Perhaps the shock was so great for Simon because it came in his own fishing boat. This extraordinary experience came to him in the midst of his everyday life, at the point of his occupation, his expertise. He could appreciate, perhaps more than anyone else, what an astonishing sign it was. He melted to his knees in breathless awe and adoration.


Next comes the promise of Jesus for the ministry of His people. Simon doesn’t need to fear. The unveiled splendor will not destroy him. This is a majesty of mercy, a grandeur of grace. Jesus will not depart from His servant because of Simon’s unworthiness. No, Simon will depart on a great mission for his Lord. And here’s the promise: “Henceforth you will be catching men.” In other words, “From now on, your fishing will be of a different sort, Simon. You’ll be lowering the gospel net.
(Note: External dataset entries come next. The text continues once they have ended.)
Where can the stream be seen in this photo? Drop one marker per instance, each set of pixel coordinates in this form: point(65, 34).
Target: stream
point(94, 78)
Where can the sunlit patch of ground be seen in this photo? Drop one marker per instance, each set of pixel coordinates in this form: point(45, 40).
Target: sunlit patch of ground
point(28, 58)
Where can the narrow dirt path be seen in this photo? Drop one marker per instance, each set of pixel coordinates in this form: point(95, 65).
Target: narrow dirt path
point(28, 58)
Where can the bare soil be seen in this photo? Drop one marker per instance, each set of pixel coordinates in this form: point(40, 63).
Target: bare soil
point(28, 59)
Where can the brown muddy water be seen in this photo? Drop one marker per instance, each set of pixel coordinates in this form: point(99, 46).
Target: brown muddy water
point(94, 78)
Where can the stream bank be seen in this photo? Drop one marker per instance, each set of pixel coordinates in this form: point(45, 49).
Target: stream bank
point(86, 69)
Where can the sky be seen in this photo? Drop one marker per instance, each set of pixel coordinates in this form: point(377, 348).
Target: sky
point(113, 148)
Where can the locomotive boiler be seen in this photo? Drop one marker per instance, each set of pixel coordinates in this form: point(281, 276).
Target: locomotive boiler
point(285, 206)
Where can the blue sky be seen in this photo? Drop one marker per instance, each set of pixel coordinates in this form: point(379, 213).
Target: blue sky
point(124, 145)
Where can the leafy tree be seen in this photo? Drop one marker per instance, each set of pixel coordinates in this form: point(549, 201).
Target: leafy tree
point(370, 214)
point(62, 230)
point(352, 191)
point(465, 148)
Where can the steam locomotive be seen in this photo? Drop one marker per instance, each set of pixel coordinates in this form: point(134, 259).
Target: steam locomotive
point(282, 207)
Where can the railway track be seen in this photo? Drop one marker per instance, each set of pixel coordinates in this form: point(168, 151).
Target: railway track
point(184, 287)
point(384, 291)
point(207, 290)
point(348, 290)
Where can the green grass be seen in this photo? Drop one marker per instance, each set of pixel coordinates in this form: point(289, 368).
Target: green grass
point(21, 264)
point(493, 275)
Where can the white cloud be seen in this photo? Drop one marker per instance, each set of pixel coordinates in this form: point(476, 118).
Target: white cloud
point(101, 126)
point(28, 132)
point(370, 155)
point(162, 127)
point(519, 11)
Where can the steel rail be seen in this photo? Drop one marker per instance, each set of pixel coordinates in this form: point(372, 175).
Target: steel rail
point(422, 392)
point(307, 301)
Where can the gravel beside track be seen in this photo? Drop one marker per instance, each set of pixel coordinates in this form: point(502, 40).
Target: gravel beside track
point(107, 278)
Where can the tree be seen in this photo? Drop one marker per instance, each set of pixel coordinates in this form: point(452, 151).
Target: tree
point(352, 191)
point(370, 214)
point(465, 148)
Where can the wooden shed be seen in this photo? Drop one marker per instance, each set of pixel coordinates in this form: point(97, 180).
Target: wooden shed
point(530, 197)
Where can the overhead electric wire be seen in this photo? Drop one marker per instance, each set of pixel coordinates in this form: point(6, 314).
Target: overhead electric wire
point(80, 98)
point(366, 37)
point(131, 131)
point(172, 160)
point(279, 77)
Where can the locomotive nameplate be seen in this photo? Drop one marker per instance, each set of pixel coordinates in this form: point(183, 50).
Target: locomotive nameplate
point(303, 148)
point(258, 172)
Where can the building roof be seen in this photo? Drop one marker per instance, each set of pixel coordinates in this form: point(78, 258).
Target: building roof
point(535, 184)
You’ll be gathering in believers. You won’t be catching fish now for your own profit, but people for God’s praise. You’ll be bringing them not into a boat but into the church of the living God. And the result will be, for those gathered in, not death but abundant life.”

“Henceforth you will be catching men.” What a vast encouragement that is! Simon had been amazed at the miraculous catch of fish, but this was only a sign of something far more significant. Remember how Nathanael was astonished that Jesus knew he had been sitting before under a fig tree? Jesus said to him, “You shall see greater things than these.” And that would be true for Simon too.

At this word of Jesus, the whole picture became clearer. The deep waters stood for the wide world in which witness would be borne to Jesus. The disciples would be going out into it at Jesus’ word, with His authority. They would be facing what seemed humanly impossible, without any ability in themselves to fulfill their mission. And yet they would enjoy success beyond their wildest imaginings. They wouldn’t simply be fishing for people, trying to influence them, hoping to win them, watching and waiting. They would actually gather them in, in great numbers. Here was Jesus’ assurance to them that their missionary labors would not, could not, be in vain. He would create their ministry. He would make them to be fishers of men.

But how would this come about? What would they need to do? How would they be equipped? It was all very simple, apparently. Hearing this word of commissioning and promise, they brought their boats back to the land, left everything, we read, and followed Him. They needed to be free, apparently, of their other entanglements so as to be totally available to Jesus for the task. They needed to listen to His word, walk in His fellowship, to follow His lead. They needed to throw in their lot with Him, to become entirely His. Then He would do the rest. And, friends, that’s still a promise for us.

Jesus today is still making Himself known to people, still calling them to trust and follow Him, still sending them forth and making their labors fruitful.

And what a great multitude, friends, have already been gathered in! They number in the hundreds of millions all around the world. And all those Jesus brings in, He wants to send out again to be His witnesses. For them too, success is certain. Their labors and sufferings, their toils and tears, their preaching the gospel and seeking the lost, none of that will ever be in vain. When Jesus says, “Go fish,” it’s not like the message of that child’s game. It doesn’t mean, as it does there, that we’re disappointed, that our efforts are fruitless, that we come back empty, that we have to look elsewhere. No, when Jesus says it, the joyful word is, “From now on you will be catching people.” May it be so.